Chong Eunji, Clark-Whitney Elysha, Southerland Audrey, Stubbs Elizabeth, Miller Chanel, Ajodan Eliana L, Silverman Melanie R, Lord Catherine, Rozga Agata, Jones Rebecca M, Rehg James M
School of Interactive Computing, Georgia Institute of Technology, Atlanta, USA.
Center for Autism and the Developing Brain, Weill Cornell Medicine, New York, USA.
Nat Commun. 2020 Dec 14;11(1):6386. doi: 10.1038/s41467-020-19712-x.
Eye contact is among the most primary means of social communication used by humans. Quantification of eye contact is valuable as a part of the analysis of social roles and communication skills, and for clinical screening. Estimating a subject's looking direction is a challenging task, but eye contact can be effectively captured by a wearable point-of-view camera which provides a unique viewpoint. While moments of eye contact from this viewpoint can be hand-coded, such a process tends to be laborious and subjective. In this work, we develop a deep neural network model to automatically detect eye contact in egocentric video. It is the first to achieve accuracy equivalent to that of human experts. We train a deep convolutional network using a dataset of 4,339,879 annotated images, consisting of 103 subjects with diverse demographic backgrounds. 57 subjects have a diagnosis of Autism Spectrum Disorder. The network achieves overall precision of 0.936 and recall of 0.943 on 18 validation subjects, and its performance is on par with 10 trained human coders with a mean precision 0.918 and recall 0.946. Our method will be instrumental in gaze behavior analysis by serving as a scalable, objective, and accessible tool for clinicians and researchers.

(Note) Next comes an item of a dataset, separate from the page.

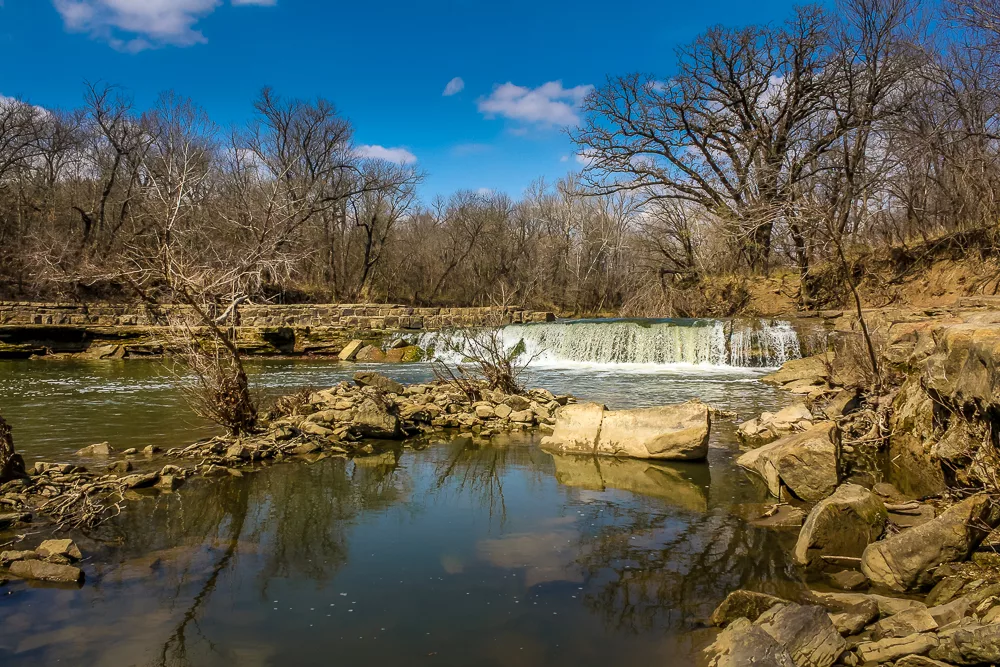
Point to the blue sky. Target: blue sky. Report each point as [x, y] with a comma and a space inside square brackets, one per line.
[523, 66]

眼神交流是人类使用的最主要的社交沟通方式之一。眼神交流的量化作为社会角色和沟通技巧分析的一部分以及临床筛查手段,具有重要价值。估计受试者的注视方向是一项具有挑战性的任务,但可穿戴式视角摄像头能够有效捕捉眼神交流,该摄像头提供了独特的视角。虽然从这个视角的眼神交流瞬间可以手动编码,但这样的过程往往既费力又主观。在这项工作中,我们开发了一种深度神经网络模型,用于自动检测以自我为中心的视频中的眼神交流。这是首个达到与人类专家相当准确率的模型。我们使用一个包含4339879张标注图像的数据集训练了一个深度卷积网络,该数据集由103名具有不同人口统计学背景的受试者组成。其中57名受试者被诊断患有自闭症谱系障碍。该网络在18名验证受试者上实现了0.936的总体精度和0.943的召回率,其性能与10名经过训练的人类编码员相当,平均精度为0.918,召回率为0.946。我们的方法将作为一种可扩展、客观且易于使用的工具,为临床医生和研究人员的注视行为分析提供帮助。